In oncology, survival remains the main objective, but the evaluation of the quality of survival (more than HRQoL) has become indispensable as well as ethically and economically necessary [24]. The progressive introduction of HRQoL measurement tools has transformed medical evaluation of patient situations and their care. HRQoL measurement has already contributed to improved awareness of the side effects or iatrogenic effects linked to new cancer therapies (alopecia, body transformations, etc.). Subsequently, clinical studies have taken into account these effects and guide therapeutic choices towards different treatments with comparable effects [27].

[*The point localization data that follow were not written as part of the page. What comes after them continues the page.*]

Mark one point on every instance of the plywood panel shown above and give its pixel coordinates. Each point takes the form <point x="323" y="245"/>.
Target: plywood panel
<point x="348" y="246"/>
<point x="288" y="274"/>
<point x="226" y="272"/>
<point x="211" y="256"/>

HRQoL measurement tools emerge as reference tools in the longitudinal follow-up of cohorts of patients treated for head and neck cancer. They offer the advantage of differentiating patient and carer perceptions and enable, in certain cases, to improve treatment adaptation. Finally, HRQoL research focuses on the integration of disease into the patient’s daily life and on the relative variability of different QoL dimensions (family relationships, work, etc.) according to different disease stages [11]. A new era is emerging in the organisation of novel principles assessing patient response to disease and its treatment. Predicting long-term survival based on studies of QoL has been conducted in breast [36] and lung [37] cancers, and more recently in head neck cancers [18, 20].

Further progress is necessary. Despite the multidimensional orientations offered by HRQoL scales, their evaluation remains close to that of biomedical models. Psychological and social dimensions are reduced to quantitative studies. HRQoL analysis would certainly be improved by the introduction of qualitative analyses and the development of research in collaboration with other human science disciplines.